Lecture 3. Encryption in cybersecurity

Encryption in cybersecurity
Encryption - definition and meaning
Encryption in cybersecurity is the conversion of data from a readable format to an encoded format. Encrypted data can only be read or processed after it has been decrypted.
Data encryption is widely used by both individual users and large corporations to protect user information sent between a browser and a server. This information can include everything from payment details to personal information. Data encryption software, also known as an encryption algorithm or cipher, is used to develop an encryption scheme that can theoretically only be broken with a large amount of computing power.
How does encryption work in cybersecurity?
Encryption involves converting human-readable plaintext into unintelligible text, called ciphertext. Essentially, it means that you take data that is readable and change it so that it looks random. Encryption involves the use of a cryptographic key, a set of mathematical values agreed upon between the sender and the receiver. The recipient uses the key to decrypt the data, converting it back to plain text that can be read.
The more complex the cryptographic key, the more secure the encryption, as third parties are less likely to be able to decrypt it using a brute force attack (i.e., by searching through random numbers until the correct combination is guessed).
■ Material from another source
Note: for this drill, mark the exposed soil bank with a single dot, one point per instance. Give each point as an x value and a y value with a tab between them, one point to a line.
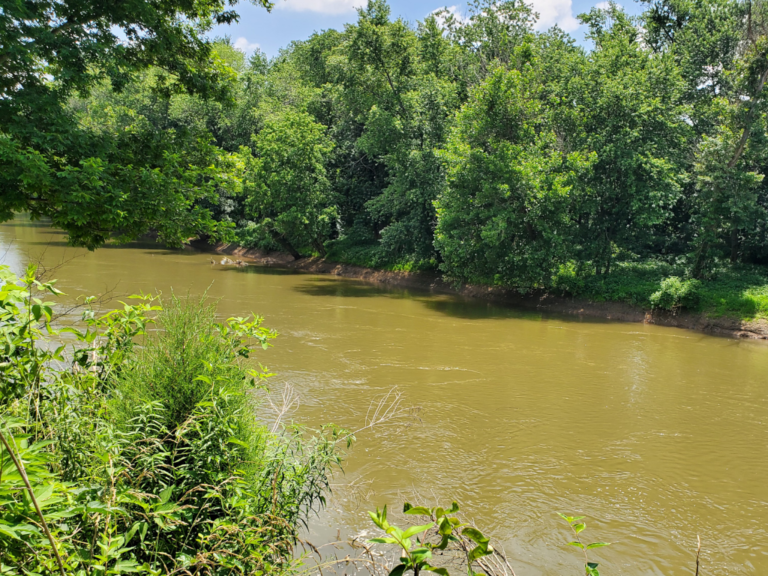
723	326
Asymmetric encryption methods:
Asymmetric encryption, also known as public-key cryptography, encrypts and decrypts data using two separate cryptographic asymmetric keys. These two keys are known as the "public key" and the "private key".
Asymmetric encryption methods are common:
• RSA: RSA, named after computer scientists Ron Rivest, Adi Shamir and Leonard Adleman, is a popular algorithm used to encrypt data using a public key and decrypt it using a private key for secure data transmission..
• Public key infrastructure (PKI): PKI is a way to manage encryption keys by issuing and managing digital certificates.


Symmetric encryption methods:
Symmetric encryption is a type of encryption in which only one secret symmetric key is used to encrypt the plaintext and decrypt the ciphertext.
Symmetric encryption methods are common:


• Data Encryption Standards (DES): DES is a low-level block encryption algorithm that converts plaintext into blocks of 64 bits and converts them into ciphertext using 48-bit keys.
• Triple DES: Triple DES performs DES encryption three times: encrypts, decrypts, and encrypts the data again.
• Advanced Encryption Standard (AES): AES is often referred to as the gold standard for data encryption and is used globally as the US government standard.
• Twofish: Twofish is considered to be one of the fastest encryption algorithms and is free.


Quantum cryptography
Quantum cryptography (also known as quantum encryption) refers to various cybersecurity methods for encrypting and transmitting secure data based on the natural and unchanging laws of quantum mechanics. Although quantum encryption is still in its early stages of development, it has the potential to be much more secure than previous types of cryptographic algorithms and is even theoretically unbreakable.


Unlike traditional cryptography, which is based on mathematics, quantum cryptography is based on the laws of physics. In particular, quantum cryptography relies on the unique principles of quantum mechanics:
• Particles are inherently uncertain: At the quantum level, particles can simultaneously exist in more than one place or in more than one state at the same time, and it is impossible to predict their exact quantum state.
• Photons can be measured randomly in binary positions: Photons, the smallest particles of light, can have certain polarities or spins, which can serve as a binary analogue of the ones and zeros of classical computing systems.
• A quantum system cannot be measured without changing it: According to the laws of quantum physics, the basic act of measuring or even observing a quantum system will always have a measurable effect on that system.
• Particles can be partially, but not completely, cloned: Although the properties of some particles can be cloned, it is believed that a 100% clone is not possible.